There are no magic rules for making code more efficient. Efficiency is achieved through careful tradeoffs, and these tradeoffs are different for different architectures. However, for the foreseeable future, a good heuristic is that programmers should pay more attention to memory access patterns than to operation counts. This is the opposite of the best heuristic of two decades ago. This switch has occurred because the speed of memory has not kept pace with the speed of processors. Since that trend continues, the importance of limited and coherent memory access for optimization should only increase.
A reasonable approach to making code fast is to proceed in the following order, taking only those steps which are needed:
The most important of these steps is the first one. Most “optimizations” make the code harder to read without speeding things up. In addition, time spent upfront optimizing code is usually better spent correcting bugs or adding features.

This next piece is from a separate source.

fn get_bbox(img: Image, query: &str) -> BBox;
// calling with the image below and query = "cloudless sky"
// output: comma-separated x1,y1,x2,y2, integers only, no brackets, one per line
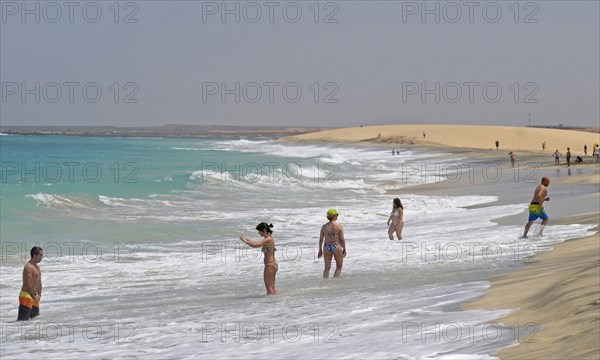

Also, beware of suggestions from old texts; some classic tricks such as using integers instead of reals may no longer yield speed because modern CPUs can usually perform floating-point operations just as fast as they perform integer operations. In all situations, profiling is needed to be sure of the merit of any optimization for a specific machine and compiler.
Certain common strategies are often useful in graphics programming. In this section we provide some advice that you may find helpful as you implement the methods you learn about in this book.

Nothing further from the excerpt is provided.